DIEGO VECCHIO, Buenos Aires, 1969. Reside en Paris desde 1992.
Publicó "Historia calamitatum" (Buenos Aires, Paradiso, 2000), "Egocidio: Macedonio Fernández y la liquidación del yo" (Rosario, Beatriz Viterbo, 2003), "Microbios" (Rosario, Beatriz Viterbo, 2006) y Osos (Rosario, Beatriz Viterbo, 2010).

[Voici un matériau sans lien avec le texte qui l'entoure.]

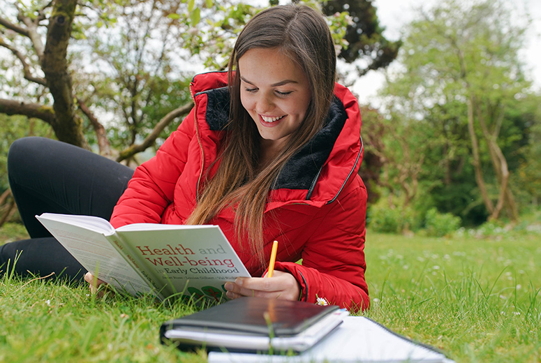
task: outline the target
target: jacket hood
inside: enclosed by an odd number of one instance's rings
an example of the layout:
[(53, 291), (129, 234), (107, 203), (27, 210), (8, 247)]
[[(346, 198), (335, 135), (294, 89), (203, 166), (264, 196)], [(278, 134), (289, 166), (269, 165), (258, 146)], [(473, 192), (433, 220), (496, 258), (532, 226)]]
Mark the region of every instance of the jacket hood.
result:
[[(196, 75), (191, 91), (196, 104), (200, 99), (206, 101), (205, 128), (223, 131), (229, 121), (227, 73)], [(325, 126), (287, 161), (272, 188), (269, 207), (286, 199), (283, 193), (290, 201), (294, 196), (297, 202), (333, 202), (359, 170), (363, 151), (360, 127), (357, 99), (336, 84)]]

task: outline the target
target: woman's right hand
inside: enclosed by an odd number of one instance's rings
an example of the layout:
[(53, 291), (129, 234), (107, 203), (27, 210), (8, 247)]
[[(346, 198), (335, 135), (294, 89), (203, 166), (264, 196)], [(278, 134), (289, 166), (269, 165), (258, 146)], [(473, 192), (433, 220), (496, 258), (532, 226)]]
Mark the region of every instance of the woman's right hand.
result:
[(90, 284), (90, 292), (91, 293), (93, 294), (98, 293), (98, 296), (99, 297), (101, 297), (103, 296), (103, 292), (105, 290), (102, 288), (99, 291), (99, 292), (98, 292), (98, 288), (99, 288), (101, 285), (107, 285), (106, 282), (103, 281), (99, 279), (96, 279), (94, 276), (94, 275), (93, 275), (90, 272), (87, 272), (84, 274), (84, 281)]

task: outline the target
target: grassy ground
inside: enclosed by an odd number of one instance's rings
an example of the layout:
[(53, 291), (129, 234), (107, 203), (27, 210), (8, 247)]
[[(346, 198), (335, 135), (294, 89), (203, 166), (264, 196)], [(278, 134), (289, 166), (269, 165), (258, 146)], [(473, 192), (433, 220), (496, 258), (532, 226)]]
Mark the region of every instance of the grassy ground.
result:
[[(536, 228), (442, 239), (369, 231), (373, 306), (366, 315), (457, 362), (541, 362)], [(0, 244), (23, 235), (5, 226)], [(119, 295), (96, 299), (86, 286), (4, 276), (0, 362), (205, 362), (204, 353), (158, 342), (162, 322), (193, 311)]]

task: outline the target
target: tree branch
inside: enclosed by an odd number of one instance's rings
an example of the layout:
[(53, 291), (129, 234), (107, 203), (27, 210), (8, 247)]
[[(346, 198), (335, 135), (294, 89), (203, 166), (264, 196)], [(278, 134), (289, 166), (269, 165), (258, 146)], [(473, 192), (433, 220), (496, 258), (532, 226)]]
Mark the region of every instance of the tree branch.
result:
[(0, 16), (0, 25), (3, 25), (8, 29), (13, 30), (15, 33), (18, 33), (22, 36), (30, 37), (30, 32), (28, 31), (28, 29), (23, 28), (22, 27), (19, 27), (18, 25), (12, 23), (7, 19), (4, 19), (1, 16)]
[(45, 78), (34, 77), (32, 75), (32, 73), (30, 72), (30, 66), (28, 64), (28, 63), (27, 63), (27, 60), (24, 59), (24, 56), (22, 55), (22, 53), (19, 52), (19, 50), (12, 47), (9, 44), (4, 43), (1, 38), (0, 38), (0, 47), (3, 47), (8, 49), (10, 51), (11, 51), (12, 53), (13, 53), (13, 55), (15, 55), (19, 59), (19, 61), (22, 64), (22, 70), (24, 73), (24, 78), (26, 80), (28, 80), (30, 82), (34, 82), (38, 84), (41, 84), (42, 86), (47, 87), (47, 80), (45, 80)]
[(109, 142), (109, 139), (107, 138), (107, 131), (103, 125), (98, 121), (98, 119), (94, 116), (94, 114), (87, 106), (87, 104), (81, 100), (79, 97), (76, 98), (77, 103), (79, 105), (79, 109), (87, 115), (88, 119), (90, 121), (92, 127), (96, 133), (96, 136), (98, 138), (98, 147), (100, 149), (100, 155), (103, 155), (107, 158), (111, 157), (111, 145)]
[(122, 161), (126, 160), (135, 154), (144, 151), (147, 147), (150, 147), (156, 142), (156, 139), (158, 138), (160, 133), (163, 131), (165, 127), (169, 125), (177, 117), (184, 116), (190, 112), (190, 110), (193, 107), (193, 103), (190, 102), (184, 106), (179, 107), (176, 110), (173, 110), (168, 114), (167, 114), (160, 121), (156, 124), (152, 132), (147, 136), (147, 138), (140, 144), (135, 144), (129, 147), (128, 148), (123, 150), (120, 152), (120, 154), (117, 158), (117, 161)]
[(36, 54), (38, 55), (40, 62), (41, 62), (43, 59), (45, 47), (43, 46), (43, 42), (41, 40), (41, 36), (38, 33), (39, 20), (36, 20), (36, 22), (34, 22), (30, 17), (24, 16), (20, 9), (19, 10), (19, 15), (17, 15), (17, 19), (27, 26), (27, 34), (20, 34), (30, 38), (34, 45), (34, 49), (36, 50)]
[(27, 117), (36, 117), (53, 126), (57, 123), (57, 117), (52, 108), (38, 103), (26, 103), (14, 100), (0, 98), (0, 113), (10, 116), (22, 114)]

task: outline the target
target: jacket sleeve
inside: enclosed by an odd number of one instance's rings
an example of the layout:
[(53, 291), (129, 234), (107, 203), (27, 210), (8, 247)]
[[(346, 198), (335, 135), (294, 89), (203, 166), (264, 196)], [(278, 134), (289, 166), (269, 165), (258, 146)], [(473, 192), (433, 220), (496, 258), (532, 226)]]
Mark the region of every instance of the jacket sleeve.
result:
[(314, 218), (302, 265), (276, 262), (275, 268), (295, 277), (302, 301), (323, 298), (348, 310), (365, 310), (370, 304), (364, 279), (366, 190), (358, 177), (348, 188)]
[(136, 223), (159, 223), (172, 201), (177, 181), (186, 165), (190, 141), (195, 134), (194, 110), (165, 140), (152, 158), (138, 166), (114, 207), (111, 224), (115, 228)]

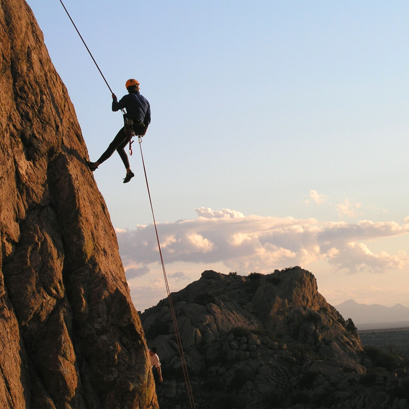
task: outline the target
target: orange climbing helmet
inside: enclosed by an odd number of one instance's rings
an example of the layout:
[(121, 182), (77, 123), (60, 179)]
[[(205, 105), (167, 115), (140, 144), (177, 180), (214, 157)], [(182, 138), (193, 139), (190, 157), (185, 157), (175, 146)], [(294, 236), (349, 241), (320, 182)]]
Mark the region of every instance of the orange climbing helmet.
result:
[(139, 86), (139, 82), (136, 80), (131, 78), (130, 80), (128, 80), (128, 81), (126, 81), (126, 83), (125, 84), (125, 88), (127, 89), (128, 86), (132, 86), (132, 85), (138, 85)]

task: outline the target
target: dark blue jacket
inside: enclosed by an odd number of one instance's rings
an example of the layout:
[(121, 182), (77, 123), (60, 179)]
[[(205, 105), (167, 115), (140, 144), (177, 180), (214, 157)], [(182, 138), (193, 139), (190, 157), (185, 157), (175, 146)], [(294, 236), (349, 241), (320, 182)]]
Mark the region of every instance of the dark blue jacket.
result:
[(147, 127), (150, 123), (150, 105), (148, 100), (139, 91), (133, 91), (125, 95), (118, 101), (112, 101), (112, 110), (114, 112), (126, 109), (126, 117), (142, 122)]

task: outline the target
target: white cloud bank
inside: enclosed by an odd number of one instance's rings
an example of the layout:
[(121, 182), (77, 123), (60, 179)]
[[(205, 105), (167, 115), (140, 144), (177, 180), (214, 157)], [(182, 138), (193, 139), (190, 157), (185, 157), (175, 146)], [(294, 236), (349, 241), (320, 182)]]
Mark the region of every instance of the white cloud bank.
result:
[[(381, 272), (403, 268), (409, 261), (404, 251), (374, 254), (362, 242), (409, 234), (409, 218), (402, 224), (366, 220), (351, 223), (245, 216), (229, 209), (200, 208), (196, 212), (196, 219), (157, 225), (165, 263), (222, 262), (232, 270), (246, 274), (306, 266), (318, 260), (350, 272)], [(117, 230), (117, 234), (129, 275), (143, 275), (147, 265), (158, 261), (153, 225)]]

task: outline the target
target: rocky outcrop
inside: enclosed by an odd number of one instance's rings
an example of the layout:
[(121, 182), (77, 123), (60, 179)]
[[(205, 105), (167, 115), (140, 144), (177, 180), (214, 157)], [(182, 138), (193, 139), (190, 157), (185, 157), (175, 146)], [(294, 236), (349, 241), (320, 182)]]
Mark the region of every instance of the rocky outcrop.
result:
[[(379, 373), (352, 321), (299, 267), (247, 277), (206, 271), (172, 298), (200, 407), (407, 407), (405, 372)], [(141, 320), (163, 363), (160, 404), (188, 407), (168, 300)]]
[(139, 316), (67, 90), (0, 3), (0, 407), (153, 408)]

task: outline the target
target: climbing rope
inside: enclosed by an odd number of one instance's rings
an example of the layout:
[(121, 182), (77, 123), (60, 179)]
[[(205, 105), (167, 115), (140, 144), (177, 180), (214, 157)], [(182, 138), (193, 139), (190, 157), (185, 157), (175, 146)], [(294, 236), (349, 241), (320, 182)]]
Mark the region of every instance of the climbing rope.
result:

Cher Diego Vecchio, je vous adresse ces quelques mots car je ne suis pas en mesure de me rendre à cette belle soirée de présentation. Mon état ne me permet guère de déplacements. J’en suis navré, croyez-moi. J’ai la jambe raide et des difficultés respiratoires dues à un malheureux accident domestique. J’attends avec impatience de me procurer un exemplaire d’Ours, avec une jolie couverture en peluche, certainement bien plus douce que ma peau. Je m’occupe depuis 55 ans d’une petite fille qui me murmure encore à l’oreille que je lui ai sauvé la vie. Je ne peux pas trop m’éloigner d’elle en ce moment. Je suis sûr qu’elle pensera à vous. Elle me dit souvent qu’elle vous aime. Moi aussi : comment pourrait-il en être autrement ?
Nounourson, oso azul.
Chère AL
Votre commentaire me touche énormement. Vous savez que je suis plutôt timide pour exprimer mes sentiments en public. Je suis ausi navré de votre absence. Dès que le livre-objet sera prêt, je vous ferai parvenir deux exemplaires dédicacés d’OURS, l’un pour vous et l’autre pour la petite fille dont vous vous occupez. Vous me donnerez par mail votre adresse postale. Oursement votre. DiegoBear.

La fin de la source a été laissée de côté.